This comes from a book called Introduction to Graph Theory (Dover Books on Mathematics) at the end of the first chapter we are asked to draw all 17 subgraphs of k3 which is pretty easy to do. however the next problem 22 asks The number of non-isomorphic subgraphs of K3 is only 7. Draw them. I do not quite understand what I am comparing the subgraphs to. I could for instance say compare K3 with say another graph proving the 2 graphs are not isomorphic by comparing their subgraphs alternatively I could compare the k3 subgraphs to each other in which case I end up with 7 distinct types of subgraphs:
- 3 vertices 3 edges
- 3 vertices 2 edges
- 3 vertices 0 edges
- 2 vertices 1 edges
- 2 vertices 0 edges
- 1 vertices 0 edges
- 3 vertices 1 edges
is the list above the correct answer?
Best Answer
You are correct that you are comparing the subgraphs to one another. The goal is to decide which of the 17 labelled (i.e., the vertices have labels) subgraphs of $K_3$ are isomorphic to one another. The isomorphism relation is an equivalence relation, and the really important aspect of that for us is transitivity. That means that if $G_1$ is isomorphic to $G_2$ and $G_2$ is isomorphic to $G_3$, then $G_1$ is isomorphic to $G_3$. This drastically cuts down on the number of pairs of graphs you have to investigate.
Here are three subgraphs of $K_3$ (the numbers are labeled vertices and the hyphens are edges):
1-2-3
2-3-1
3-1-2
If you remove the vertex labels, however, they all look like:
x-x-x (the path on three vertices, $P_3$)
Since the graphs are identical when labels are removed, they are all isomorphic to one another. You can say they belong to the same isomorphism class.

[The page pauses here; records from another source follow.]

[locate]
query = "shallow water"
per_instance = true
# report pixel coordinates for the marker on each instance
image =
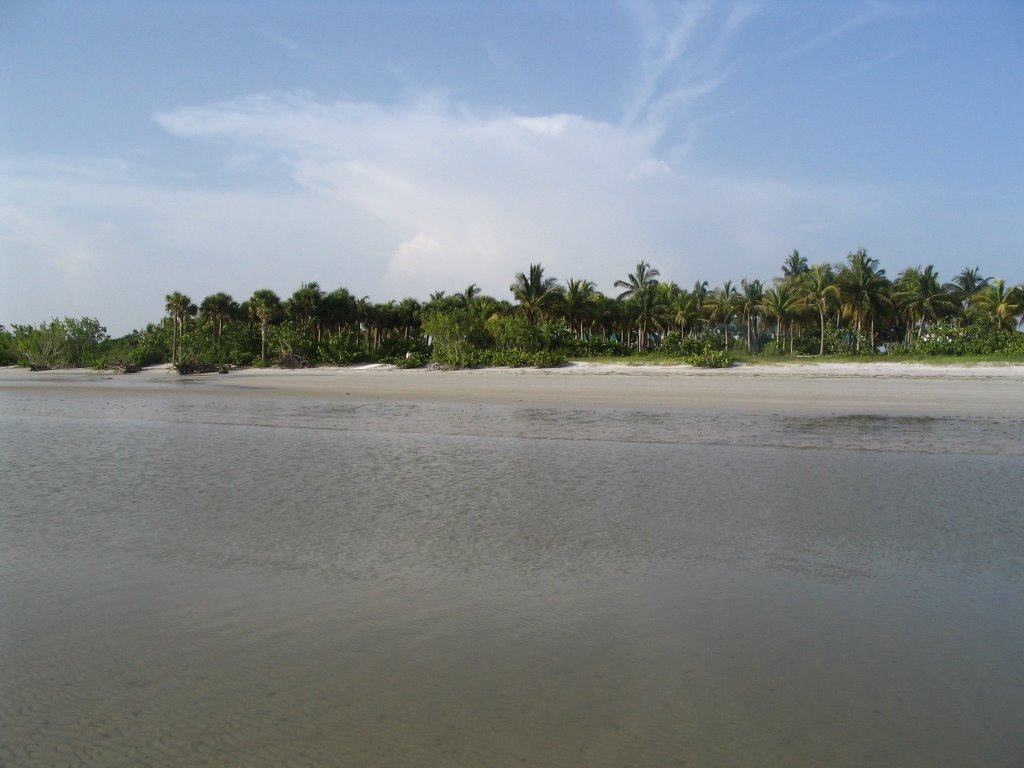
(233, 579)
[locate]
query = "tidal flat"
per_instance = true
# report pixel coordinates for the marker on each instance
(590, 566)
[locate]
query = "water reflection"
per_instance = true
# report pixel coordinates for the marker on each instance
(276, 581)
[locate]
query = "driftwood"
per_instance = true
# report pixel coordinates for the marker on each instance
(124, 368)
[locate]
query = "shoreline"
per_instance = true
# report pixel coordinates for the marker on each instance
(814, 388)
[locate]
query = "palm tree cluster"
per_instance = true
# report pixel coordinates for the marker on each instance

Another subgraph of $K_3$ is $K_3$ itself. Even when you remove the vertex labels, you will be able to tell that it is a different graph than $P_3$. It is not isomorphic to $P_3$, and therefore belongs in a different isomorphism class.
Continue making these sorts of comparisons until all 17 labelled graphs live in exactly one isomorphism class.